The RegexOptions.Compiled Flag and Slow Performance on 64-Bit .NET Framework 2.0 [Josh Free]

Developers using System.Text.RegularExpressions.Regex with the RegexOptions.Compiled flag may notice performance degradation in their 2.0 apps when running on 64-Bit .NET Framework 2.0.

The performance problem occurs in the Regex(String pattern, RegexOptions options) constructor when instantiating very large, un-optimized regular expressions and while specifying the RegexOptions.Compiled flag:

private static Regex nonwords = new Regex(@"\b("

   +@"a|aboard|about|above|absent|according\sto|across|after|against|ago|ahead\sof|ain't|all|along|alongside|"

   +@"also|although|am|amid|amidst|among|amongst|an|and|anti|anybody|anyone|anything|apart|apart\sfrom|are|"

   +@"aren't|around|as|as\sfar\sas|as\ssoon\sas|as\swell\sas|aside|at|atop|away|be|because|because\sof|before|"

   +@"behind|below|beneath|beside|besides|between|betwixt|beyond|but|by|by\smeans\sof|by\sthe\stime|can|cannot|"

   +@"circa|close\sto|com|concerning|considering|could|couldn't|cum|'d|despite|did|didn't|do|does|doesn't|don't|"

   +@"down|due\sto|during|each_other|'em|even\sif|even\sthough|ever|every|every\stime|everybody|everyone|"

   +@"everything|except|far\sfrom|few|first\stime|following|for|from|get|got|had|hadn't|has|hasn't|have|"

   +@"haven't|he|hence|her|here|hers|herself|him|himself|his|how|i|if|in|in\saccordance\swith|in\saddition\sto|in\scase|"

   +@"in\sfront\sof|in\slieu\sof|in\splace\sof|in\sspite\sof|in\sthe\sevent\sthat|in\sto|inside|inside\sof|"

   +@"instead\sof|into|is|isn't|it|itself|just\sin\scase|like|'ll|lots|may|me|mid|might|mightn't|mine|more|most|"

   +@"must|mustn't|myself|near|near\sto|nearest|no|no\sone|nobody|none|not|nothing|notwithstanding|now\sthat|of|"

   +@"ya|ye|yes|you|your|yours|yourself"

   +@")\b", (RegexOptions.IgnoreCase | RegexOptions.Compiled));

The compilation performance problem in the 64-Bit .NET Framework 2.0 is fixed with this hotfix http://support.microsoft.com/kb/917507, and will be released broadly in Service Pack 1 of .NET Framework 2.0. 

There are also several workarounds to this issue.

Reduce the Regular Expression Pattern

Developers can reduce the size of their regular expressions by simplifying the expression.  For instance the un-optimized pattern

"aa|ab|ac|ad|ae|af|ag|ah|ai|aj|ak"

can be replaced with this pattern:

"a[a-k]"

Use Regex Pre-Compilation Instead of Compiling-on-the-Fly

Developers can use Regex.CompileToAssembly to build an assembly containing their regular expression, instead of always compiling the regular expression during application startup.  For more details on Regular Expression Compilation options please see the CLR Inside Out article in the January 2006 edition of MSDN Magazine.

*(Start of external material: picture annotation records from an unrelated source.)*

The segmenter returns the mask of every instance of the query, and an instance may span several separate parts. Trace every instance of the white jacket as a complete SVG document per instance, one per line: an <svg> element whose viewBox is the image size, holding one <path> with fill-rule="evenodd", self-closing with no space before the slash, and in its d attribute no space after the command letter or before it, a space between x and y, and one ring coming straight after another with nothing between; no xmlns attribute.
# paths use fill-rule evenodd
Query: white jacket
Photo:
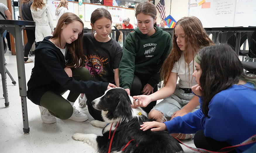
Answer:
<svg viewBox="0 0 256 153"><path fill-rule="evenodd" d="M63 6L60 7L56 11L56 24L58 24L58 21L59 20L61 16L65 13L68 12L68 9Z"/></svg>
<svg viewBox="0 0 256 153"><path fill-rule="evenodd" d="M54 27L53 26L53 21L52 20L52 15L51 13L51 9L49 5L45 4L42 9L37 8L36 10L30 8L32 17L34 21L36 22L36 25L46 26L50 25L51 31L53 31Z"/></svg>

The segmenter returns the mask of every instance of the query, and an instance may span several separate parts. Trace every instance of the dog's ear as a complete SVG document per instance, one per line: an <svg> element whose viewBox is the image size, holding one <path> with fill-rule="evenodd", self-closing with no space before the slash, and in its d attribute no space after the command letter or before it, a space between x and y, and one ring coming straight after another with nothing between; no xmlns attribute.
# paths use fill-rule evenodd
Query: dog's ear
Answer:
<svg viewBox="0 0 256 153"><path fill-rule="evenodd" d="M132 108L130 97L126 92L118 94L118 103L113 112L115 117L126 118L132 116Z"/></svg>

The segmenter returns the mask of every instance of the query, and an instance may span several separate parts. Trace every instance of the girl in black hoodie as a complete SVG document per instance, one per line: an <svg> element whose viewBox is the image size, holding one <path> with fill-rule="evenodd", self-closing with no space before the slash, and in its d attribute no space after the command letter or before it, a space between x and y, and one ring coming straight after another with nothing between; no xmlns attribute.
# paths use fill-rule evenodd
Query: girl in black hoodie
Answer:
<svg viewBox="0 0 256 153"><path fill-rule="evenodd" d="M90 72L83 66L84 24L81 19L68 12L59 22L53 36L36 44L28 97L39 105L41 118L46 123L56 122L55 117L84 122L87 115L73 107L80 93L100 94L116 86L89 81ZM66 100L61 95L68 90L70 92Z"/></svg>

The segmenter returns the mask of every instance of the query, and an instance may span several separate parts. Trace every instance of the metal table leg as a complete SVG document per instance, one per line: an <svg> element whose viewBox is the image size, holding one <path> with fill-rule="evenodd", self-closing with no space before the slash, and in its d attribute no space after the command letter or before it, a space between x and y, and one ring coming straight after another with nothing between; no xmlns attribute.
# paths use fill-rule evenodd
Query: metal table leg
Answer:
<svg viewBox="0 0 256 153"><path fill-rule="evenodd" d="M1 30L0 34L0 44L3 44L4 41L2 37ZM4 105L6 107L8 107L9 103L8 99L8 93L7 92L7 84L6 82L6 68L5 67L5 60L4 59L4 46L1 45L0 50L0 69L1 69L1 75L2 77L2 84L3 86L3 92L4 93Z"/></svg>

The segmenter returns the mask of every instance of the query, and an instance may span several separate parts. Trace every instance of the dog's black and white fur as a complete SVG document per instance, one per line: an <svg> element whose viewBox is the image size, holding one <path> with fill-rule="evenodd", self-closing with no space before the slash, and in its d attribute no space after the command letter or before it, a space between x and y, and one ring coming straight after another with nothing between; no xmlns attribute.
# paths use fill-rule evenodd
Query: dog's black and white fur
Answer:
<svg viewBox="0 0 256 153"><path fill-rule="evenodd" d="M132 97L123 88L107 90L104 95L92 102L95 108L102 110L102 115L105 121L109 123L102 130L103 136L76 133L73 135L73 138L87 143L99 152L107 153L111 138L119 122L111 146L111 152L174 153L182 150L177 141L167 131L140 129L140 125L143 122L152 120L148 118L147 115L140 107L132 108L130 105L133 102ZM100 124L102 122L98 121L94 124ZM122 152L122 150L133 139L134 140Z"/></svg>

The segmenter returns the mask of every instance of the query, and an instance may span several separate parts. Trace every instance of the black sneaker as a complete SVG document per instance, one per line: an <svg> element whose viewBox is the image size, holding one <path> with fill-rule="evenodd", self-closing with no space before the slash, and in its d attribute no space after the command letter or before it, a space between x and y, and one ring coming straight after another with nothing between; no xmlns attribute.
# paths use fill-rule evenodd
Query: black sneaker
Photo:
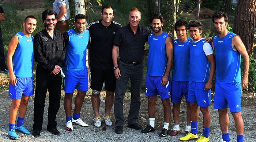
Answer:
<svg viewBox="0 0 256 142"><path fill-rule="evenodd" d="M163 128L161 133L159 134L159 137L165 137L168 135L169 131L166 129Z"/></svg>
<svg viewBox="0 0 256 142"><path fill-rule="evenodd" d="M150 125L148 125L147 127L142 130L140 132L142 133L147 133L149 132L154 132L155 131L155 129Z"/></svg>

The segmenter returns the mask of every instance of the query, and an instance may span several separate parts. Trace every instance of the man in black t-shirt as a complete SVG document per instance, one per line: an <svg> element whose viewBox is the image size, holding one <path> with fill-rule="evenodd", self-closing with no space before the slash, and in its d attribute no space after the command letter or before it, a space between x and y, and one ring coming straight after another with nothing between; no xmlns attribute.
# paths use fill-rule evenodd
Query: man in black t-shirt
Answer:
<svg viewBox="0 0 256 142"><path fill-rule="evenodd" d="M113 41L121 25L112 20L114 10L110 5L103 6L101 9L102 19L90 24L87 29L90 32L90 66L93 90L91 102L94 112L94 125L101 126L99 109L99 95L103 82L106 96L105 114L103 120L106 125L112 126L110 111L113 106L116 89L116 78L114 74L112 60ZM89 48L88 48L88 49Z"/></svg>
<svg viewBox="0 0 256 142"><path fill-rule="evenodd" d="M4 9L0 6L0 21L4 21L5 20L5 14L4 12ZM4 58L4 43L3 42L3 36L0 27L0 68L1 71L3 71L5 73L9 72L8 68L5 64L5 60Z"/></svg>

Remove the RegexOptions.Compiled Flag From Your Code

If you have never profiled the performance of your application or if you have profiled your app, and the run-time bottleneck is not Regex, you can consider dropping the RegexOptions.Compiled flag as a workaround, until .NET Framework 2.0 Service Pack 1 is released.